Customer Review

2.0 out of 5 stars Passion? Sure. Love, not so much., Jun 15 2004
This review is from: The Passion (Mass Market Paperback)
Lady Aurora Demming hasn't been lucky in love. First she loses her beloved lifelong fiancé, then her father betroths her to a cold man twice her age. It's not surprising that she's willing to take any chance that comes her way to avoid the match her father made, so she's decided to visit her cousin in the West Indies to avoid the marriage for a little longer.

Nicholas Sabine is an American shipping magnate who is caught behind enemy lines during the War of 1812. Because he's defended his ships when the British attacked him, he is labeled a pirate and sentenced to hang. He was behind enemy lines for a good reason, to bring his sister home with him, and despite being sentenced to death is most worried about finding a way to take care of her when he's killed.

With an idea you would only find in a romance novel (and probably already have), on the eve of his execution Nicholas asks Lady Aurora to be his wife. He'll leave her a great deal of money if she'll find and take care of his little sister for him, and for Aurora it means she doesn't have to marry the man her father's chosen.

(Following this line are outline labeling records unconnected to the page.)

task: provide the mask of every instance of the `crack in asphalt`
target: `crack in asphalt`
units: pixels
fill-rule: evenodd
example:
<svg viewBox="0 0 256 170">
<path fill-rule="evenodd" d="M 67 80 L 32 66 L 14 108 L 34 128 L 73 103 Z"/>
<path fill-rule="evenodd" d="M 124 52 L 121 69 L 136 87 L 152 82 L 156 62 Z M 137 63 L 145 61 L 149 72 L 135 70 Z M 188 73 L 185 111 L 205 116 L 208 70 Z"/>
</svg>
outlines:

Oh, one last thing, she has to agree to consummate the marriage so no one can say it isn't legal.

So they marry, consummate, he lets her think he's dead. She finds his sister, heads back to England, mourning the husband who made her "feel things" on her wedding night. He escapes, heads to England to find her. She's shocked that he's alive and doesn't know if she wants to be married to him now that he's back. After a bunch of bedroom scenes her "dead" fiancé shows back up. You can probably imagine how it goes from there.

In a historical sense, there's a lot wrong with "The Passion"; actually in any sense there's a lot wrong with it. Aurora seems to care about what society thinks and yet she willing marries a condemned American pirate. Her cousin offers her another way out of her unwanted marriage, but she doesn't take it and instead marries a criminal. Then, when said criminal shows back up, she's not sure she wants him for flimsy reasons about the fact that he's a rake and her not being sure of him, or what people would think. Honestly, her reasons for not wanting to be with him are nonsensical and just an excuse to keep the story going an extra two hundred pages. She's an English noblewoman, who is legally married in the early nineteenth century-she's not going to find some magic way out of it.

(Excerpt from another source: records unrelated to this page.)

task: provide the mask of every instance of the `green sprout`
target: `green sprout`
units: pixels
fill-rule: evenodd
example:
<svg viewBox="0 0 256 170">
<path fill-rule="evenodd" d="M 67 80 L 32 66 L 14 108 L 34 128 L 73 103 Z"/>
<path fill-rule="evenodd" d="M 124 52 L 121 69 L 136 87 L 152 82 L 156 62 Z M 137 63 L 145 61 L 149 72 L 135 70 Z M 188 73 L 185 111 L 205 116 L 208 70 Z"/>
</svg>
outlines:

Before I let on that the book is totally past redemption, I do have to say that I like Nicholas. Obviously, I think the heroine is totally unworthy of him. I'm never really certain that either of them are in love, despite what they say, but he seems committed to giving her the benefit of the doubt and still wants her even after she rejects him about a hundred times. There's something noble about most of his actions. In fact, he's the only reason I kept reading the book after about page 100. I skimmed every scene he wasn't in past that point.

I give "The Passion" two stars. It's really not very readable, and the hero is the only thing saving it from being a total disaster. Oh, and the love scenes? I didn't see anything special. There were a lot of them, to be sure, but nothing earth shattering. If you want to see this story done right, I'd read Kathleen E. Woodiwiss's "Shana". This was my first Nicole Jordan and probably my last, so I have nothing else of hers to recommend in its place.